IoT for every industry
Monnit CEO Brad Walters.
Quick service is a popular industry for Monnit, which in addition to Chick-fil-A counts popular ice cream maker Ben & Jerry’s among its 8,000 customers, according to Monnit CEO Brad Walters. However, the sensors are also used by many telecommunications service providers to monitor HVAC systems in their data centers, he adds. And the business is diversifying. Walters says Monnit recently sold $8,000 worth of its IoT sensors and gateways to a botox chain in Minneapolis, which had lost $30,000 worth of inventory when its stores got too warm.

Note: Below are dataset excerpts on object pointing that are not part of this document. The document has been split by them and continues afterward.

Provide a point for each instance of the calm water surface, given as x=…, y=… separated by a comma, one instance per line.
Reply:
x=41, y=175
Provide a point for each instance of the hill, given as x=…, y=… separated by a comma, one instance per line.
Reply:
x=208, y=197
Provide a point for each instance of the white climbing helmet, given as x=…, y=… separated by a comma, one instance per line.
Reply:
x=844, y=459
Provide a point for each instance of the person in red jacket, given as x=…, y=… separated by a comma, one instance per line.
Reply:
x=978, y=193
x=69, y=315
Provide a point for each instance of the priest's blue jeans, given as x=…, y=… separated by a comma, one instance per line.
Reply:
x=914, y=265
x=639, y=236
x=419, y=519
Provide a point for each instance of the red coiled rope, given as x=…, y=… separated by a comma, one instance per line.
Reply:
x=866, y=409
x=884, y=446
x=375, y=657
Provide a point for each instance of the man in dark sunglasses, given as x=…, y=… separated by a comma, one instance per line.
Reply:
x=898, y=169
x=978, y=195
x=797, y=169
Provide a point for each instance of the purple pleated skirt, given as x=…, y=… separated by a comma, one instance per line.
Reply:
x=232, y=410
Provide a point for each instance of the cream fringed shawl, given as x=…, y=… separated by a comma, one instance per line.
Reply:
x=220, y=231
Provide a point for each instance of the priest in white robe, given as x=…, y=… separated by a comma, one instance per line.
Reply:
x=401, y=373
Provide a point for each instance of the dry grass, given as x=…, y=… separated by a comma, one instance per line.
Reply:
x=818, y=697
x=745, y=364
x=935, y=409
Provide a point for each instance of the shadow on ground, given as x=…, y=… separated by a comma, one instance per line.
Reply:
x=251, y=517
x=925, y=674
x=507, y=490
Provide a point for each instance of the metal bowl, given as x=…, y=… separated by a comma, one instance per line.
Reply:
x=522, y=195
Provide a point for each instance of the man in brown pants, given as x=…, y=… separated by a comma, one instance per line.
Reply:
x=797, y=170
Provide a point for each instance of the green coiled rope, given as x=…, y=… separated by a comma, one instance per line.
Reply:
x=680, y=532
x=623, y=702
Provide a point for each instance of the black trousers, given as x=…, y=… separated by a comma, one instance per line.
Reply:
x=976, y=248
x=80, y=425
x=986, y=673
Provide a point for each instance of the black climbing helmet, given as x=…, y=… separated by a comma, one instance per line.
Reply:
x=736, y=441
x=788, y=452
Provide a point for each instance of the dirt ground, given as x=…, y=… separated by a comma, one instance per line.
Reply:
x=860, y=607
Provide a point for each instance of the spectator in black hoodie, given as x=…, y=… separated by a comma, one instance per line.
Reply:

While Monnit powers Chick-fil-A and Ben & Jerry’s sensors from its cloud service, the company also allows customers with sensitive information, such as the Centers for Disease Control (CDC), to host Monnit on its own servers. Walters says CDC uses Monnit to watch temperature settings in its labs. “One [service] size can't fit all because of the diversity of the things that are out there,” Walters says. “There is too much custom need out there.”
There's little question IoT is big business, though how big is up for debate. IDC claims the global IoT market will be worth $1.7 trillion by 2020.
Such a large market presents an attractive investment target for the likes of General Electric and Samsung Electronics, which said Tuesday that it will invest $1.2 billion in IoT over the next four years. The company said it would split the funds between internal research and development and investments in other startups.